How to debug a novel

with 4 comments

Sad Mac

The most effective debugging tool is still careful thought, coupled with judiciously placed print statements.
—Brian Kernighan

Revising a novel and debugging a computer program may seem like very different activities, but they have one important thing in common: when something breaks, you usually don’t know the hell why. With a program, at least, it’s often clear when you have a problem. You’ve carefully written a bunch of code—or typed it in verbatim from a textbook—and checked it over for mistakes, but when you compile and run it, you end up with an error message, a bunch of garbage, or nothing at all. When a novel is failing, it isn’t always as obvious. You’ve invested months into telling a particular story, which you wouldn’t have done if you didn’t care about it, but when you take a few weeks off and go back to reread it, the result seems inert: the characters are flat, the events don’t pop the way they did in your imagination, and you find yourself getting bored by your own story before you’re halfway done. What’s required, in short, is debugging. And while coders have access to a range of useful debugging tools, if you’re writing fiction, you’ve got no choice but to do it the old-fashioned way.

The first step in traditional debugging is to carefully read over the code, preferably on paper. Sometimes you find that you’ve made a stupid syntactical mistake—there’s a missing semicolon or closing parenthesis that throws the entire program out of whack.
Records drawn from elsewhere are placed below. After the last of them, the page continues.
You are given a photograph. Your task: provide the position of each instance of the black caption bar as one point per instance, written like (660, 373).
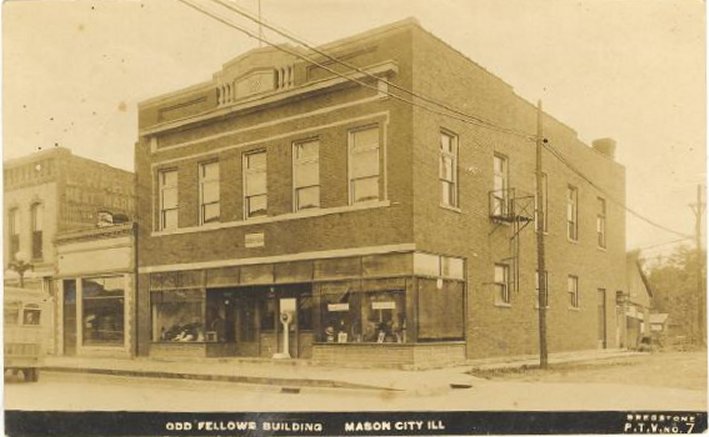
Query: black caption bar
(38, 423)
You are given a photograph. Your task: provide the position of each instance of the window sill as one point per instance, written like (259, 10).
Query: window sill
(450, 208)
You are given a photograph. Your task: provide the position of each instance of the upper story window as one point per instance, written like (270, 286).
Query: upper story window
(37, 217)
(572, 212)
(13, 223)
(255, 194)
(364, 165)
(502, 283)
(573, 289)
(168, 199)
(544, 205)
(306, 175)
(209, 192)
(500, 186)
(601, 222)
(448, 170)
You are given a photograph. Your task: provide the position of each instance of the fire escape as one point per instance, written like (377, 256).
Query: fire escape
(516, 209)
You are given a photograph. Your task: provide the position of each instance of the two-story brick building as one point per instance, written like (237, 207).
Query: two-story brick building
(392, 234)
(48, 195)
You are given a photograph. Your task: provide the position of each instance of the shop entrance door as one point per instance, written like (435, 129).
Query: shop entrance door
(245, 324)
(602, 343)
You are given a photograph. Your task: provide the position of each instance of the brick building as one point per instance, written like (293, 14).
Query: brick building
(387, 234)
(48, 195)
(51, 192)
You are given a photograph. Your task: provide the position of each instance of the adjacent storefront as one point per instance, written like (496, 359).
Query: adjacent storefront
(95, 292)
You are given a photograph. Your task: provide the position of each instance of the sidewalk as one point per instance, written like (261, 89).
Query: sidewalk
(294, 375)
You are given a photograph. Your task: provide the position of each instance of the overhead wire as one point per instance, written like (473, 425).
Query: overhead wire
(451, 112)
(610, 197)
(291, 36)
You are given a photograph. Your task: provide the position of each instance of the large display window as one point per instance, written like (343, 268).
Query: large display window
(178, 316)
(363, 316)
(440, 310)
(103, 301)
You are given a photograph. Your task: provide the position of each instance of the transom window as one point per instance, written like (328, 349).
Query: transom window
(364, 165)
(502, 283)
(544, 205)
(255, 194)
(601, 222)
(209, 192)
(500, 186)
(572, 211)
(573, 289)
(448, 169)
(168, 199)
(306, 175)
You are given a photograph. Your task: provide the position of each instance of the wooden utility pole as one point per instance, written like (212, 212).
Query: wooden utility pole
(698, 209)
(541, 267)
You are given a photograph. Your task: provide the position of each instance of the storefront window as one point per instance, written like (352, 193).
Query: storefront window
(178, 316)
(103, 307)
(369, 316)
(440, 310)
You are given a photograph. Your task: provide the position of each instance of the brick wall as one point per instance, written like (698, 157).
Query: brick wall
(498, 330)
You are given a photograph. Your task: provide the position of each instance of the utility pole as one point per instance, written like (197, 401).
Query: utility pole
(698, 210)
(541, 267)
(260, 27)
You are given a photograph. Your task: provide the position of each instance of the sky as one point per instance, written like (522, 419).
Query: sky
(634, 70)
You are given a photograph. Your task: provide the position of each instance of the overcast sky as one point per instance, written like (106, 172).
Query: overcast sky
(632, 70)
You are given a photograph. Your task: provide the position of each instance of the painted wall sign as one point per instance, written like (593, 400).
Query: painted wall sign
(254, 240)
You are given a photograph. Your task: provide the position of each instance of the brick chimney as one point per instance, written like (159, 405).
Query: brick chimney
(606, 146)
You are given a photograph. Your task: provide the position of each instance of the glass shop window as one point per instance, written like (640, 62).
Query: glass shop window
(103, 309)
(384, 316)
(178, 316)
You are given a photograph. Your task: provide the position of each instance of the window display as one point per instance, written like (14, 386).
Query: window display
(178, 316)
(370, 316)
(440, 310)
(103, 307)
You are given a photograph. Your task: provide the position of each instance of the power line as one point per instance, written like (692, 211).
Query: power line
(563, 160)
(291, 36)
(459, 115)
(466, 119)
(667, 243)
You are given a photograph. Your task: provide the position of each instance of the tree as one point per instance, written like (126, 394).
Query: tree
(674, 283)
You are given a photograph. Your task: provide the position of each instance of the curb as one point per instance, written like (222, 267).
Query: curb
(257, 380)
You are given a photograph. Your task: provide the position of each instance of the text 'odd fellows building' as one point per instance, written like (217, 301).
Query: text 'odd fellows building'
(282, 203)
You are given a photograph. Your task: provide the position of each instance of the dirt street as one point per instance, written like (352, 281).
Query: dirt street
(684, 370)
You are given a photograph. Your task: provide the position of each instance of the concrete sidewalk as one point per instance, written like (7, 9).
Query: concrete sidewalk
(293, 375)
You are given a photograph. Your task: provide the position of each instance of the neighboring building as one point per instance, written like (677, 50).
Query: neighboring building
(637, 308)
(95, 289)
(50, 193)
(54, 191)
(388, 234)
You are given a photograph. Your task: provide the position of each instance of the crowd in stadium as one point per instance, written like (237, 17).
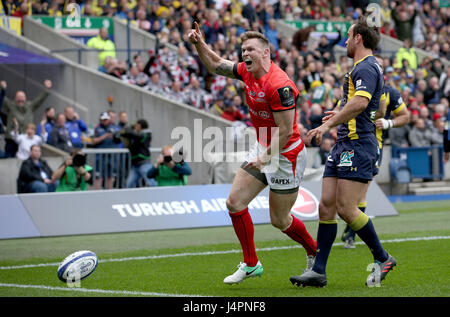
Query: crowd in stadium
(312, 65)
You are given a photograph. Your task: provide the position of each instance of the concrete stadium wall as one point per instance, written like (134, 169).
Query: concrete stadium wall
(388, 45)
(87, 90)
(140, 41)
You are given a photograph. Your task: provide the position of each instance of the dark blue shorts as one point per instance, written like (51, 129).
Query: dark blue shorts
(378, 163)
(355, 160)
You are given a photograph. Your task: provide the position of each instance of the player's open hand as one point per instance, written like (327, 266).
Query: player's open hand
(329, 114)
(257, 164)
(195, 35)
(318, 133)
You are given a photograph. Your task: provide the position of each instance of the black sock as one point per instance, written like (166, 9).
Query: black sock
(326, 235)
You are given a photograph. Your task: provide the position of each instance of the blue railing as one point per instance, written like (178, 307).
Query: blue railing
(423, 162)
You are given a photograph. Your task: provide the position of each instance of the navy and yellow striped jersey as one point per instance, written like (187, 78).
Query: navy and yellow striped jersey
(394, 103)
(365, 79)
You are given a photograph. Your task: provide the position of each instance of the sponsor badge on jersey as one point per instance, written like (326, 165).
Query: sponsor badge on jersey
(286, 95)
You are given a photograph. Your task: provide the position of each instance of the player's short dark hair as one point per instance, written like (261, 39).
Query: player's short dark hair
(254, 35)
(143, 123)
(369, 34)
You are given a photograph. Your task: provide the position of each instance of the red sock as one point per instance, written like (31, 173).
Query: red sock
(243, 226)
(297, 232)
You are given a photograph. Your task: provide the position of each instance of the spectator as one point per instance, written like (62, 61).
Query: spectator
(404, 16)
(60, 137)
(387, 29)
(212, 27)
(23, 111)
(321, 157)
(75, 126)
(26, 140)
(407, 52)
(49, 119)
(136, 77)
(74, 174)
(167, 172)
(35, 174)
(432, 94)
(103, 139)
(139, 140)
(326, 46)
(2, 96)
(420, 135)
(232, 113)
(103, 44)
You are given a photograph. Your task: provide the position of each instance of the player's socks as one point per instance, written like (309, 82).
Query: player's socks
(297, 232)
(363, 226)
(351, 233)
(243, 226)
(326, 234)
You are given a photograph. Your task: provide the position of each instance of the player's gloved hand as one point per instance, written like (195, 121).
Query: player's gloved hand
(387, 124)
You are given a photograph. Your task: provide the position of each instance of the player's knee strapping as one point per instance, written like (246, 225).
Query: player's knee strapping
(359, 222)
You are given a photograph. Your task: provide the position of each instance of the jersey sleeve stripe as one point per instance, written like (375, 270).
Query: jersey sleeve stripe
(363, 94)
(399, 108)
(235, 72)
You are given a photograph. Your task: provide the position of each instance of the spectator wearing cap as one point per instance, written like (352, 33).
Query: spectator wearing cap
(271, 33)
(60, 137)
(404, 16)
(218, 106)
(232, 113)
(389, 74)
(75, 126)
(155, 85)
(103, 44)
(35, 174)
(432, 94)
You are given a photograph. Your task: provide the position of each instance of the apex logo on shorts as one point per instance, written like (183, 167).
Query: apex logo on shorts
(281, 181)
(306, 204)
(346, 158)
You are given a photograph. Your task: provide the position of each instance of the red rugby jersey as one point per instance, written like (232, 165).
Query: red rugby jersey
(272, 92)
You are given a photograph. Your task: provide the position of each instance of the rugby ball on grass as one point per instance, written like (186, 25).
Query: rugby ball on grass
(77, 266)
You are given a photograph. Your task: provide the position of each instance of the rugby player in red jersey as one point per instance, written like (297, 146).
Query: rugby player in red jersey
(278, 158)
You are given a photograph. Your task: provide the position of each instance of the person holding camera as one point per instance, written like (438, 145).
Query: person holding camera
(138, 142)
(104, 163)
(169, 172)
(74, 174)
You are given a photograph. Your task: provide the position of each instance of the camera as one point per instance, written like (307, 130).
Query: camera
(167, 158)
(79, 160)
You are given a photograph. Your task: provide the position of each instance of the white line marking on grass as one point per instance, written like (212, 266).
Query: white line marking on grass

The equivalent in fiction is bad grammar or sloppy sentence construction, which makes even the best stories die on the page. (Here the best guide, as usual, is Strunk and White, and it’s no accident that its example inspired Brian Kernighan and P.J. Plauger to write The Elements of Programming Style.) On a somewhat higher level, you can ask yourself whether the story follows the few objective rules of storytelling in which you have any confidence. These vary from one genre to another, as well as between authors, but most writers eventually figure out a set of their own. Does the protagonist have a logical objective from one moment to the next? Does each scene start as late and end as early as possible? Does every chapter open with a clear situation? These are the building blocks of narrative, and if they don’t work on the lowest level, the story is likely to fall apart on the highest.

Charles Dickens's manuscript for A Christmas Carol

Which brings us to the print statement. It’s a trick that most beginning programmers figure out on their own: if a program is breaking, it’s often because one or more variables aren’t receiving the values they should. Modern debuggers have tools for tracking down such problems, but the most basic solution is to insert print statements into the code to display the value of the suspect variables at each stage in the process. It’s a window into the program, allowing you to follow it step by step. And although there isn’t an exact equivalent in writing fiction—in which everything is right there on the page—it can often be useful to pause the story to ask yourself where exactly you stand. As a writer reading over your own work, you have full knowledge of where the story is going, and you know that a slow stretch in Chapter 5 is necessary to set up an exciting sequence in Chapter 6. But a reader doesn’t know this. As difficult as it might be, then, you need to ask yourself what a reader encountering the story for the first time will think of a scene on its own terms. And writing it out often helps. Like a print statement, it’s a snapshot of where the story is right now, which is all the reader—or computer—can be expected to care about.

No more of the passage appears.